Celebrating Lunar New Year at Dartmouth
新年快樂! Happy Chinese New Year, everyone! May your holidays have been filled with lots of food, red envelopes, and friends and family.
Though I've always celebrated the lunar new year at home, this year I got the chance to experience the holiday while at Dartmouth. If I were to encapsulate exactly how Dartmouth celebrates such cultural holidays, I would say that there is no "one" event. Many student groups hold their own parties and gatherings, so much so that I knew of at least four (and there were definitely more) events spread out over the weekend. The largest one, however, is definitely the one led by the Dartmouth Chinese Cultural Society (DCCS), co-sponsored by OPAL, Korean Student Association (KSA), and the Chinese Student and Scholars Association. It was a Friday night, two-hour extravaganza with catering from the local Asian restaurants, performances by students and community members, and just an overall sense of community.
To be honest, I haven't had the chance to become very involved with the Chinese or Taiwanese community on campus, so seeing so many students together celebrating this age-old tradition made me a very happy camper. Even hearing a faculty member speak in Chinese to her children as they ate oranges made me feel nostalgic.
On Saturday, many other Asian groups were holding fun events. For example, DCCS held a dumpling-making party open to campus at the Thought Project LLC house and Agape Christian Fellowship (a religious organization targeted towards Asians and Asian-Americans) had dumplings and a baking party. Sunday night followed with more festivities as Street Soul, Dartmouth's amazing open dance group, had a hot pot social for their dancers with groceries from the nearby Yipings Asian Market in West Lebanon. And these were just the events that I, a freshman in only so many circles, knew about! I'm sure that other organizations such as KSA also held their own gatherings and friend groups made ramen and pigged out in the dorms.
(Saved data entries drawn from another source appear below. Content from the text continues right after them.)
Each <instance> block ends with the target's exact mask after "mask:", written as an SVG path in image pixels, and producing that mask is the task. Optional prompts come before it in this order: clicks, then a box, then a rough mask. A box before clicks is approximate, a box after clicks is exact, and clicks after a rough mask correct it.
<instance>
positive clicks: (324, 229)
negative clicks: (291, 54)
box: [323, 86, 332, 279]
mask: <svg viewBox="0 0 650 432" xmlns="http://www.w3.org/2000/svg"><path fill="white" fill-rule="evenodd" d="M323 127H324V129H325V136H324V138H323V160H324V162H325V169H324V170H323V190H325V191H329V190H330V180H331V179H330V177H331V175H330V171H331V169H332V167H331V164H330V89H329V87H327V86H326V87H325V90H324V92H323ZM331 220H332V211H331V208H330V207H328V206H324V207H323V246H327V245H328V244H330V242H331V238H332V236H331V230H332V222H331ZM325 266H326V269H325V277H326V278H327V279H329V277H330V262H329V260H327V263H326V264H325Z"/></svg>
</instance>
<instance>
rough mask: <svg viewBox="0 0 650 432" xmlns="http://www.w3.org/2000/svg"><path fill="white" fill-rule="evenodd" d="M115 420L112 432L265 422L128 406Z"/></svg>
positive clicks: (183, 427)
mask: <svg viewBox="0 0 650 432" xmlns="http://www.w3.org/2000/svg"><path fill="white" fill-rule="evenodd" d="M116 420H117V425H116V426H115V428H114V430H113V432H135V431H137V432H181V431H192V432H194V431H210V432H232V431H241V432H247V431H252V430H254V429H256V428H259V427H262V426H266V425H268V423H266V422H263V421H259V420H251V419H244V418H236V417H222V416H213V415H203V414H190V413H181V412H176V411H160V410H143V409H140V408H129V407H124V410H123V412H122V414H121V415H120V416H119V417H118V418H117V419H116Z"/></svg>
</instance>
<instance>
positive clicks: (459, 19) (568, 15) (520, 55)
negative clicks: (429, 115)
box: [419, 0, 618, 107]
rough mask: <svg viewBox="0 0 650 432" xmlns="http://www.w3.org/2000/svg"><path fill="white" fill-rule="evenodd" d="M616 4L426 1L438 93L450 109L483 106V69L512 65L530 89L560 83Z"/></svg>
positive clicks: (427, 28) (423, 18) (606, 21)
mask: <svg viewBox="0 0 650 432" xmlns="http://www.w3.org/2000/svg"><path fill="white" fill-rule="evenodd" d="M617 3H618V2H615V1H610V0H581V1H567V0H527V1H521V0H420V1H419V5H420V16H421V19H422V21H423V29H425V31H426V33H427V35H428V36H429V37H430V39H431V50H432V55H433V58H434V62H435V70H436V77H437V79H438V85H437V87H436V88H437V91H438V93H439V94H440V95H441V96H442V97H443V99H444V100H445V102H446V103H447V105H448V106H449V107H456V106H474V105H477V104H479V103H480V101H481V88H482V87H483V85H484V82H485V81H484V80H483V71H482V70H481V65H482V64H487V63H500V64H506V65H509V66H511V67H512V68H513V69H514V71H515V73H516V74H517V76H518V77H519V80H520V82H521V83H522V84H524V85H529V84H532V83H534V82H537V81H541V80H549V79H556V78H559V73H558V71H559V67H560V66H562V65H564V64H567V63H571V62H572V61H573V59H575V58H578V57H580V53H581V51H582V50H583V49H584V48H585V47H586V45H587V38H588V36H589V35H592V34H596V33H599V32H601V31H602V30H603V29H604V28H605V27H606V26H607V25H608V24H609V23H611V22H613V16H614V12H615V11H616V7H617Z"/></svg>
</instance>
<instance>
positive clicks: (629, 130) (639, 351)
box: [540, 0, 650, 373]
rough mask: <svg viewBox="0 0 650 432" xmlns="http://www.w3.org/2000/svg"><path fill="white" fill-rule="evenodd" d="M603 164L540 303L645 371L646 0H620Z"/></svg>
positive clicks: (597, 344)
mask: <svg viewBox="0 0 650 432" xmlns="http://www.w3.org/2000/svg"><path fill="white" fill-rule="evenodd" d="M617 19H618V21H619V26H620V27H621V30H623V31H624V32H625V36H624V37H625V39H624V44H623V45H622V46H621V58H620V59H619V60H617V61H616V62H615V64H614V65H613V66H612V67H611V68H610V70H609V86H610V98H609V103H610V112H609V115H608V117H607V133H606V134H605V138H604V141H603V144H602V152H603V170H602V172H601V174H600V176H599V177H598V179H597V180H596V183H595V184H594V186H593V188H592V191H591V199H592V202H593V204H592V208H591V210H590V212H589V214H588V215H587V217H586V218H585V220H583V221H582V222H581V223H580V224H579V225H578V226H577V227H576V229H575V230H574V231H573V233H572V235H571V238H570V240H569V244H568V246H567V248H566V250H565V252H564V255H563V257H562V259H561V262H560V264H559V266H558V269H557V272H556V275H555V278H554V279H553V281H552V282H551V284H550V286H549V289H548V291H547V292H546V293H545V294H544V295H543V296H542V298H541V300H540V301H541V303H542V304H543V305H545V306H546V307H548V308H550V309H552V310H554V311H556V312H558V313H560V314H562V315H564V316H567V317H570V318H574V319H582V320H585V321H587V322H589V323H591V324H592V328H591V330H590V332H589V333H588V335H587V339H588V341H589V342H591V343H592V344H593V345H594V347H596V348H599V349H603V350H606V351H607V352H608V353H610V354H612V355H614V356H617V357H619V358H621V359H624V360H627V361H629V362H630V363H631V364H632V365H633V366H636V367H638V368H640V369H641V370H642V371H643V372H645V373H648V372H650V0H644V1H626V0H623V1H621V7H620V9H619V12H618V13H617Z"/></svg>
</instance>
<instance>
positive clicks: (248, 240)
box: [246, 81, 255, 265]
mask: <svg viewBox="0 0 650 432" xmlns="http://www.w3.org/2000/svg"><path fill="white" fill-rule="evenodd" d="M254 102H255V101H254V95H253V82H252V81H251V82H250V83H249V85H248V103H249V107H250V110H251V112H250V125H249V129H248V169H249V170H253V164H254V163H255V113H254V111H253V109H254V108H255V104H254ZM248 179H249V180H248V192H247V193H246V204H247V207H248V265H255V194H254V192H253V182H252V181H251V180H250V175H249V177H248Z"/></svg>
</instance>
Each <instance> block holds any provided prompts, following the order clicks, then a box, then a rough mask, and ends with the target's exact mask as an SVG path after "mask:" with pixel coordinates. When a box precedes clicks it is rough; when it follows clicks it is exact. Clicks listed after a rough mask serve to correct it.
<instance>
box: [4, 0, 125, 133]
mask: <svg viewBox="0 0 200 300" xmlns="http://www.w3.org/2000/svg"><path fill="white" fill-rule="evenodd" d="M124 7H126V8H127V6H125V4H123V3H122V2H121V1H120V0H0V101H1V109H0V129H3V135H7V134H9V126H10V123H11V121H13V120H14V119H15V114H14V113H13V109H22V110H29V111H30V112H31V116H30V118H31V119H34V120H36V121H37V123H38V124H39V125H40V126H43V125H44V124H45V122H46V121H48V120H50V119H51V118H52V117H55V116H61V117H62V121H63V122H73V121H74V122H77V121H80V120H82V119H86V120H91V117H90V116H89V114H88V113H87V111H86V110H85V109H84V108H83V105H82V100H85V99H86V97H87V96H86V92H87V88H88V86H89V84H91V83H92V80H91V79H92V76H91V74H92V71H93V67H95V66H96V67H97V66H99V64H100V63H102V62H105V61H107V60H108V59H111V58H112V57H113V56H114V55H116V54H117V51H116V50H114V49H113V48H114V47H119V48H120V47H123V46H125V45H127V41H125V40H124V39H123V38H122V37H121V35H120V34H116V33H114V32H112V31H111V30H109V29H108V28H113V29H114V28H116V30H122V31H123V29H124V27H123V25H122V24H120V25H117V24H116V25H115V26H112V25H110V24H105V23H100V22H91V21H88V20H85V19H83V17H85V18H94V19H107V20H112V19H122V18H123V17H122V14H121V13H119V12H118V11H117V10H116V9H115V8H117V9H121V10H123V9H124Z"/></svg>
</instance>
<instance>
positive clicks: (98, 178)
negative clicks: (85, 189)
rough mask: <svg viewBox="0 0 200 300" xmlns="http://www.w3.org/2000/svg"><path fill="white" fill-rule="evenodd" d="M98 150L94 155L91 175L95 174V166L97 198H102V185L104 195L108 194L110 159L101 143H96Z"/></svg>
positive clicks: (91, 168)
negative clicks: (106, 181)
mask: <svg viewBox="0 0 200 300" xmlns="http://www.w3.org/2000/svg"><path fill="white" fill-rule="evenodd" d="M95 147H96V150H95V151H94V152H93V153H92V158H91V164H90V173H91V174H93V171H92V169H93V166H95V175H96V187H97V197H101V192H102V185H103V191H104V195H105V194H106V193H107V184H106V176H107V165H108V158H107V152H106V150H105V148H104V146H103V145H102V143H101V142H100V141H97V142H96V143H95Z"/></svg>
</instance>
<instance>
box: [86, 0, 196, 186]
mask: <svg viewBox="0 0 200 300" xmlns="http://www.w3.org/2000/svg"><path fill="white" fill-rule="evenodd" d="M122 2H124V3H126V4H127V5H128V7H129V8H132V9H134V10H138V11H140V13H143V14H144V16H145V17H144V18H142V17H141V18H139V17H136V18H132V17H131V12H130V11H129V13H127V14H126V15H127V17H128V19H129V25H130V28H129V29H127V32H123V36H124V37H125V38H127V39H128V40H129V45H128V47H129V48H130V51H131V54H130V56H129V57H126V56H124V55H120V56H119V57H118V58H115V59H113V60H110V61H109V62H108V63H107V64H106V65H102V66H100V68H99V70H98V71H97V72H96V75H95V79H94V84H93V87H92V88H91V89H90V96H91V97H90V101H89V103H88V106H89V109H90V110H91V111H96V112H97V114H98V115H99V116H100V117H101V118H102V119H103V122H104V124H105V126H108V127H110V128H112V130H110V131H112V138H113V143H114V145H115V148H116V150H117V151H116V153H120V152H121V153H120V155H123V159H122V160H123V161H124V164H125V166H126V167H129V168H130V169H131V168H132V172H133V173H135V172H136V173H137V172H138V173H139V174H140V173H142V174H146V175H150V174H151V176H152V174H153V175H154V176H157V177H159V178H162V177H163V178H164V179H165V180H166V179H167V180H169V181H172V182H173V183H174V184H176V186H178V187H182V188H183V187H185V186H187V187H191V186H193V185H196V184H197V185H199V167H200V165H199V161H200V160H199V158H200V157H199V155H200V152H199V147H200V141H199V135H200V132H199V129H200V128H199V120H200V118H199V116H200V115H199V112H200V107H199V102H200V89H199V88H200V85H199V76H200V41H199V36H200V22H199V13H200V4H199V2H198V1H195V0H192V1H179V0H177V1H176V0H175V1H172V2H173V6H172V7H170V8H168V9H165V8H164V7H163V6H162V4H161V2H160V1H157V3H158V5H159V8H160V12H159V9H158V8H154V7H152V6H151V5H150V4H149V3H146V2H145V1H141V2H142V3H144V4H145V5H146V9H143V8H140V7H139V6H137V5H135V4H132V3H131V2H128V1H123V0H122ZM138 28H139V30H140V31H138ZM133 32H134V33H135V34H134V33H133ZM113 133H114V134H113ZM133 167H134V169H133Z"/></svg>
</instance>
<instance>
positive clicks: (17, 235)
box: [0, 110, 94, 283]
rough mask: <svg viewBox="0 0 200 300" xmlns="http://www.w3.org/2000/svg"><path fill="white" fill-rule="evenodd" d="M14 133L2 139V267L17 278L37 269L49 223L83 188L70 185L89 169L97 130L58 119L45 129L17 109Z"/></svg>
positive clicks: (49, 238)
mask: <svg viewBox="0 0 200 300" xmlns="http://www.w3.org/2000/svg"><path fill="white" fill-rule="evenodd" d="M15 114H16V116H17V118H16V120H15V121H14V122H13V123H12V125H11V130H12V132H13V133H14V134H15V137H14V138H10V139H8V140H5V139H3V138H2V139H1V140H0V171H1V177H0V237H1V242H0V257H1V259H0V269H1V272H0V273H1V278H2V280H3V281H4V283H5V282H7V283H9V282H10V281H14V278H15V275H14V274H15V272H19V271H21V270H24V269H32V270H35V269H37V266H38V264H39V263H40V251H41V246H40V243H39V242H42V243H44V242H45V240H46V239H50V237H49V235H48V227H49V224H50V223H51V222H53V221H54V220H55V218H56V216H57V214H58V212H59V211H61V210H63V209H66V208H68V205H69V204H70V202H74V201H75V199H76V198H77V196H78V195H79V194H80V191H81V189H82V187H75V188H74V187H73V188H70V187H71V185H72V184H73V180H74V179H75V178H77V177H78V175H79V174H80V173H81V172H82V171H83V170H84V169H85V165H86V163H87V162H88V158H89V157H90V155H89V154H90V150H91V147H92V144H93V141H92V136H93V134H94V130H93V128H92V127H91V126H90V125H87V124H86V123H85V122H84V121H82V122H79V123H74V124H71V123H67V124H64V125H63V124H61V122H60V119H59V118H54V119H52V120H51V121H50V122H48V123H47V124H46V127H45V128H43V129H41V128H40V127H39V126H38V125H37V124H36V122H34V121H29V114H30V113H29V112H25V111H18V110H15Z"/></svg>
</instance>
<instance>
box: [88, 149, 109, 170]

But, in short, one can see that students at Dartmouth will have no trouble finding a place to celebrate the lunar new year while at school. A particular aspect of this may be because our campus is rural, so one can't go out into the city the way you might do in NYC or Boston. Another reason could be that the Asian community is relatively small and close-knit, so everyone comes together. And while our dining halls do sometimes have noodles, stir-fry, and sushi, any person would tell you that simple frozen dumplings and fish balls hit the spot in a different way, especially after you've just come back from winterim and aren't used to campus dining yet. All of these factors combine to create a rather lively and perhaps unexpected sense of community. If you are someone who wants to spend their years at college immersing themselves in the campus and getting to know the students around you both in and out of the classroom, I invite you to come see if Dartmouth is the place for you! We'll be waiting for you when next year rolls around, with oranges and Asian snacks galore.